# Maximum tire width F75X



## MBriggs (Feb 27, 2014)

Can anyone tell me what the maximum recommended tire width is for an F75X? It appears that the chainstays are the limiting factor.Thanks!


----------



## Superdave3T (May 11, 2009)

MBriggs said:


> Can anyone tell me what the maximum recommended tire width is for an F75X? It appears that the chainstays are the limiting factor.Thanks!


It depends on the tire and the rim. I've got some Felt THC 35mm tires set up tubeless on Sun Black Flag MTB rims. I'd bet a wider tire could be used if I had a narrower road-type rim. You've got 41.3mm of space to play with between the stays.

The maximum recommended tire width is 34mm because that's what the laws/rules of importation require in some countries.
The maximum width used in production is 33mm because that's what the UCI allows in 'cross races although I suspect the F75x seldom sees action at these events however the same frame is used on our aftermarket FX-A series which has been used in a number of UCI-rule mandated races.
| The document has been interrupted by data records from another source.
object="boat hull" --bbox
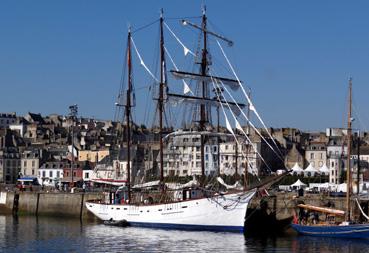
[86,191,255,232]
[291,224,369,238]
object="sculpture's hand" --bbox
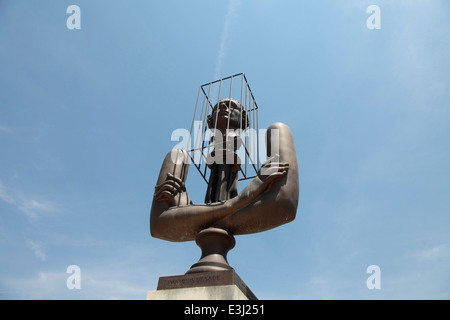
[258,155,289,192]
[154,173,190,207]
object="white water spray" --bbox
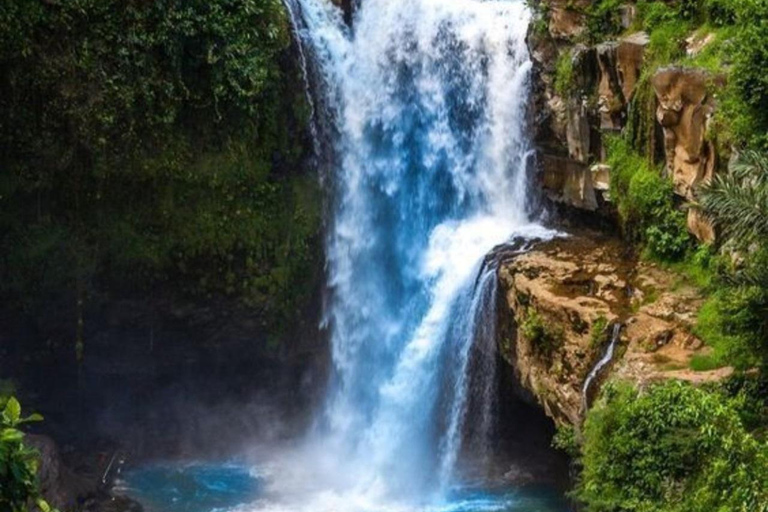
[255,0,547,511]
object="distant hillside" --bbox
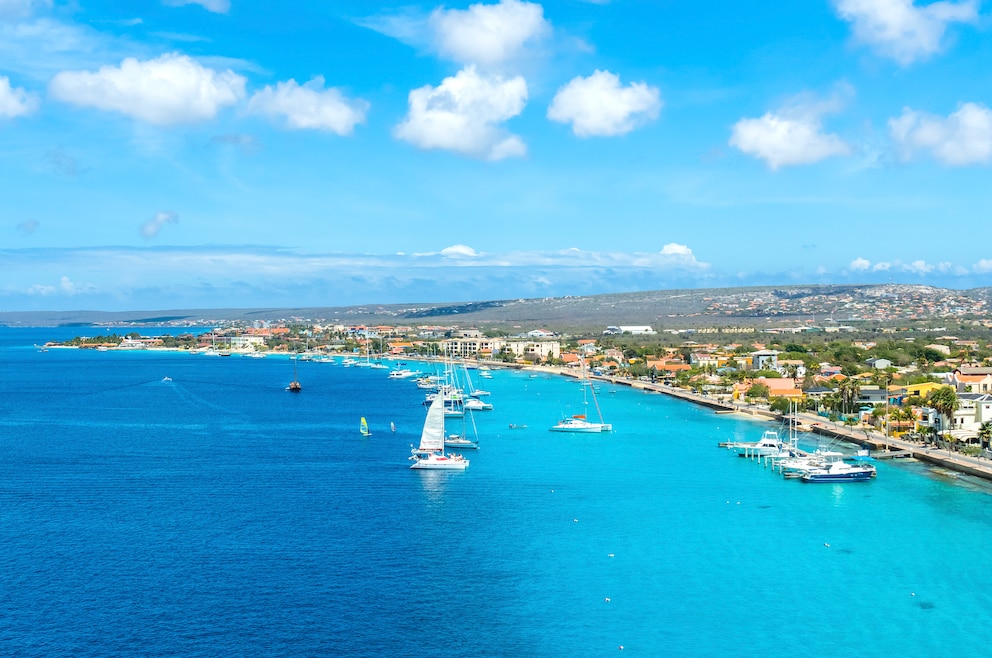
[0,284,992,330]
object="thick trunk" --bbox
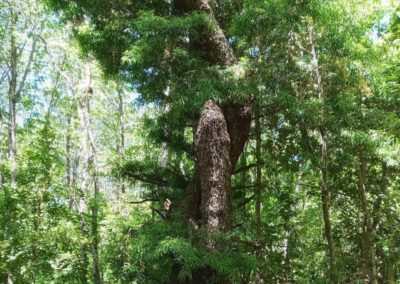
[254,105,262,283]
[308,26,337,283]
[358,154,379,284]
[117,86,125,194]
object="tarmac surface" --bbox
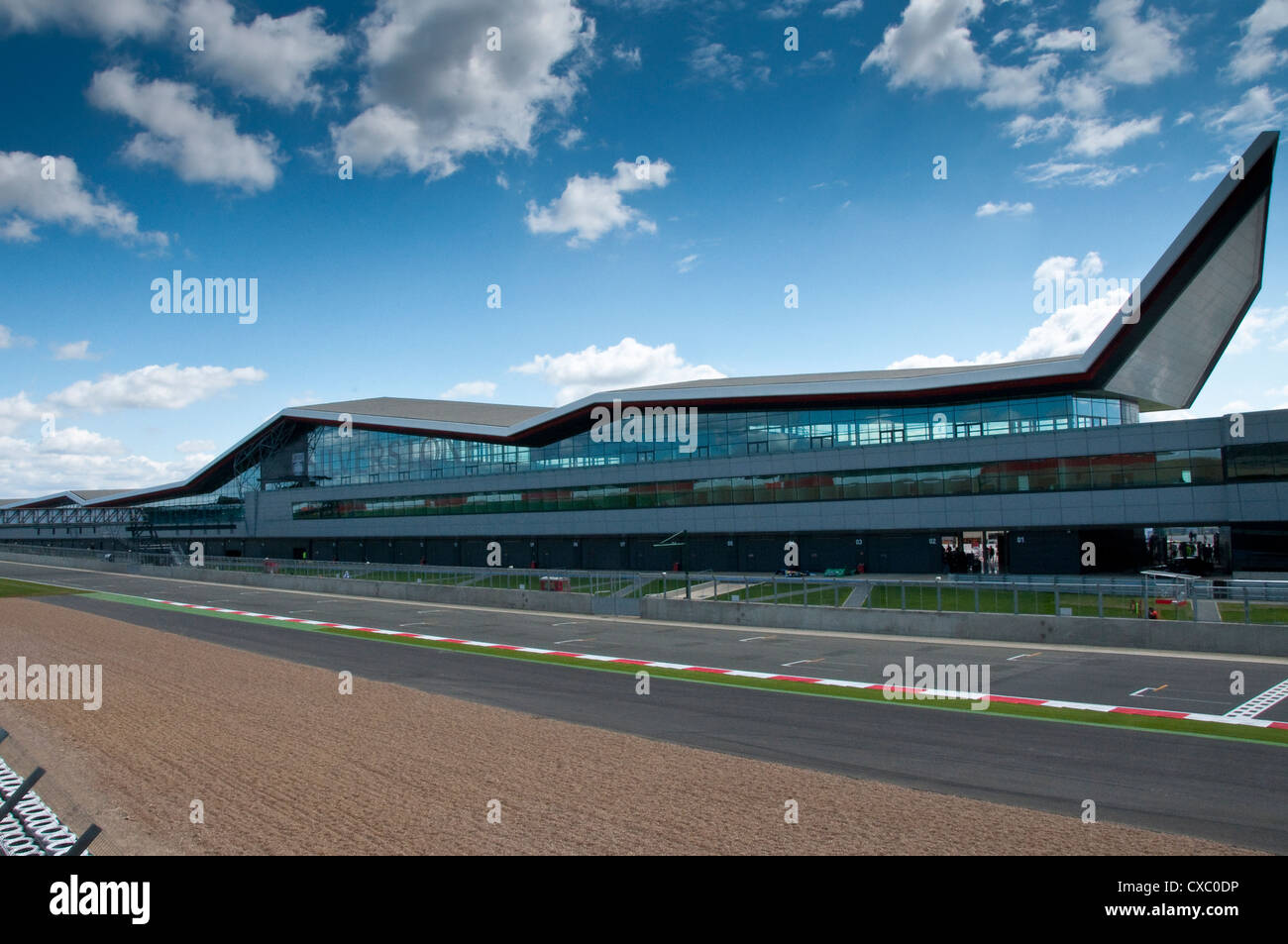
[0,562,1288,853]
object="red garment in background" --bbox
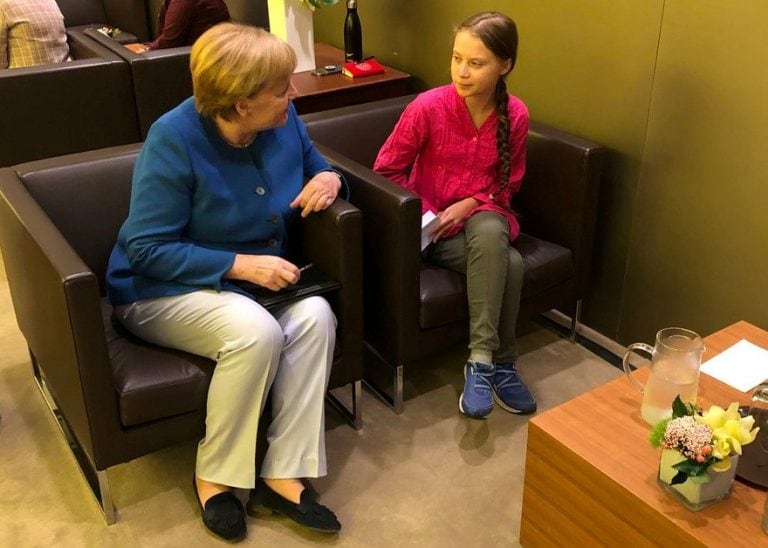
[149,0,230,49]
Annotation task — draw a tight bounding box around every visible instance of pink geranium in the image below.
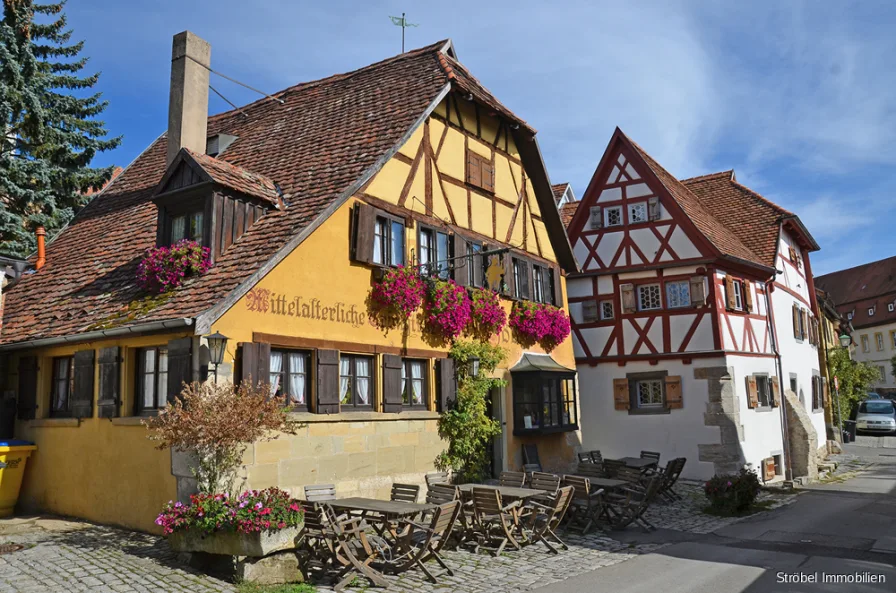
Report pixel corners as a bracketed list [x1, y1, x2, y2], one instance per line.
[137, 239, 212, 294]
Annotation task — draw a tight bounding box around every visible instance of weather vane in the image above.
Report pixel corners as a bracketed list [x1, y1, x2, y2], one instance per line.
[389, 13, 420, 53]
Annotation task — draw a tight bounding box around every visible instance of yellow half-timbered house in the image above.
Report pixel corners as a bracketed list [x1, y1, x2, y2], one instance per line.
[0, 33, 580, 530]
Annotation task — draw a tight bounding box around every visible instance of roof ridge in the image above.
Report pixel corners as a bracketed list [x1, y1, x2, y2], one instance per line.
[208, 38, 451, 121]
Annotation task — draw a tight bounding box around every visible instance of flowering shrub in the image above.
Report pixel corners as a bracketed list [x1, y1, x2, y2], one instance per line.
[703, 469, 761, 515]
[367, 266, 426, 329]
[510, 301, 570, 351]
[137, 239, 212, 293]
[156, 488, 302, 535]
[423, 280, 471, 341]
[470, 288, 507, 340]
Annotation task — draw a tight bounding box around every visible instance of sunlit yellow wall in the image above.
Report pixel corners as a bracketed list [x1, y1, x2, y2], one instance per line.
[7, 333, 186, 532]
A colleague of mine is running a 29" x 1.75" Vee Rubber tire up front and a 700c x 40mm Clement tire in the rear but the clearance is very tight and not "mud-friendly".

-SD

-SD


----------



## MBriggs (Feb 27, 2014)

Thanks Superdave. I've got the stock rims, so may try a 37 or 38 to give myself a little room.


----------



## BBoneCloneMN (Oct 21, 2012)

Totally random attempt to jump on this thread, but what about a 2006 F90?


----------



## Superdave3T (May 11, 2009)

BBoneCloneMN said:


> Totally random attempt to jump on this thread, but what about a 2006 F90?


Again, it will depend on the rim width, but 25mm tires should fit. 27mm and 28mm may be possible depending on the brand of rim and tire but the brake calipers of that era seldom had enough clearance at the top of the arch.
I would bring your bike to a bike shop and try some tires to confirm.

-SD


----------



## BBoneCloneMN (Oct 21, 2012)

Many thanks, Super Dave! The whole bike is stock, so I'll see what I can figure out from this starting point.


----------